Generally we elect to treat a patient’s psychiatric symptoms in an attempt to optimize decisional capacity so that he can engage in his own decision-making to the fullest possible extent. However, this case raises the question of whether a patient with a severe and refractory mental illness exacerbated by acute delirium could be expected to recover enough to make an informed decision and to participate successfully in both a short- and long-term plan of care. Certainly he has repeatedly pulled out drains, lines, and feeding tubes, seeming to indicate a refusal of care. Yet he also vacillates, at times asking for aggressive medical care. However, for this or any patient, treatment over objection with physical and chemical restraints is not a viable, long-term solution. Thus, it would be ethically appropriate to limit aggressive interventions and institute a plan of comfort care.

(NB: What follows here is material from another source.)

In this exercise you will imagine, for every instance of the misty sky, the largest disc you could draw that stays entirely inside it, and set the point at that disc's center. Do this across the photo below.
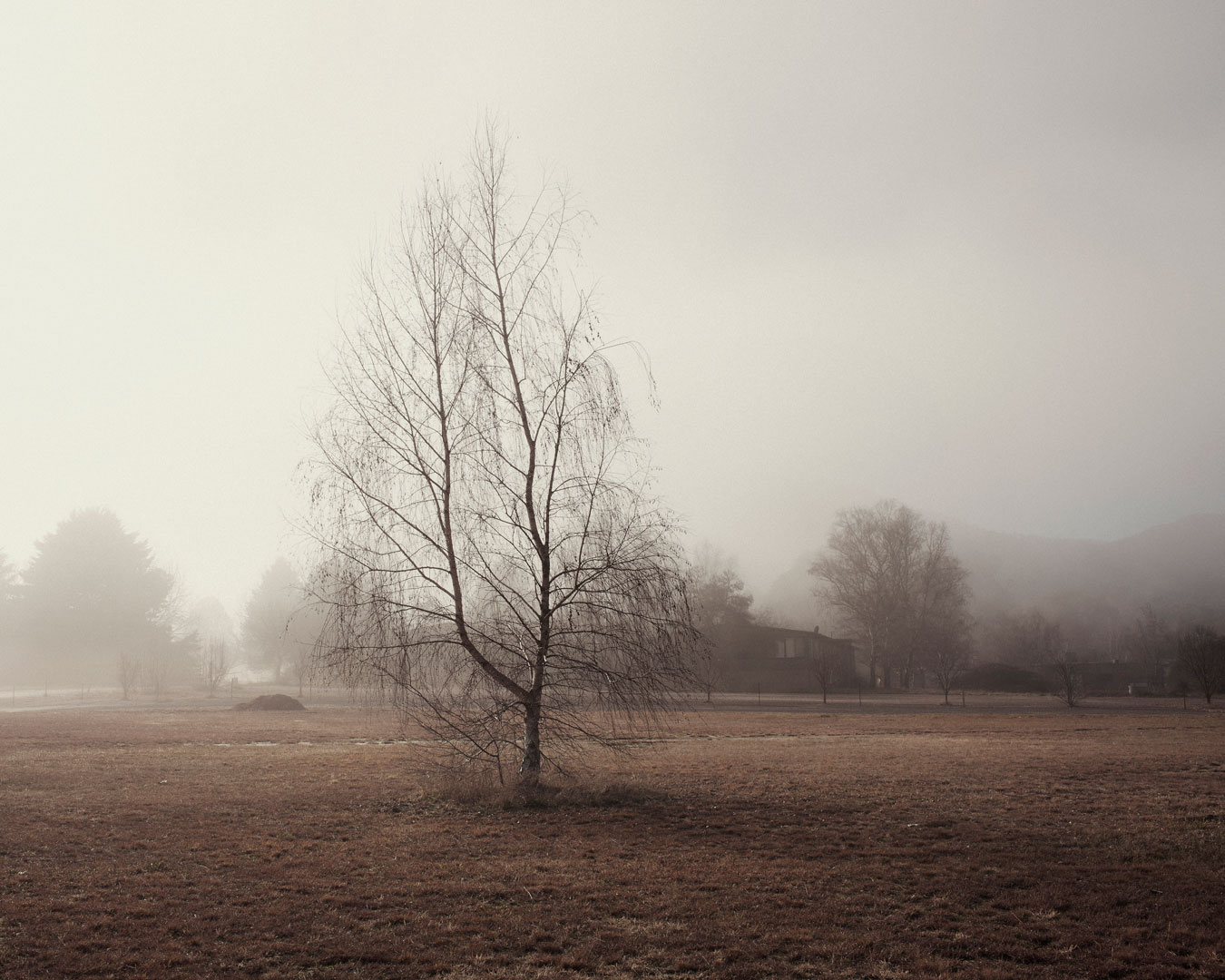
(965, 255)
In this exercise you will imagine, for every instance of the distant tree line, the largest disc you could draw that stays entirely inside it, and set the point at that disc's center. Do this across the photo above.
(93, 609)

Indeed, out of respect for a patient’s autonomy, the least restrictive measures to provide safe and effective healthcare are required. The frequent use of restraints is traumatic for patients and often leads to moral distress among team members. A patient’s ongoing vacillation between care plans distresses providers and family members alike. Ultimately, a CCT approach fosters a strong, cohesive team in which members can consult and support one another. Thus, not only can patient care and patient/family understanding improve with this approach, but the wellbeing of multidisciplinary providers can benefit as well.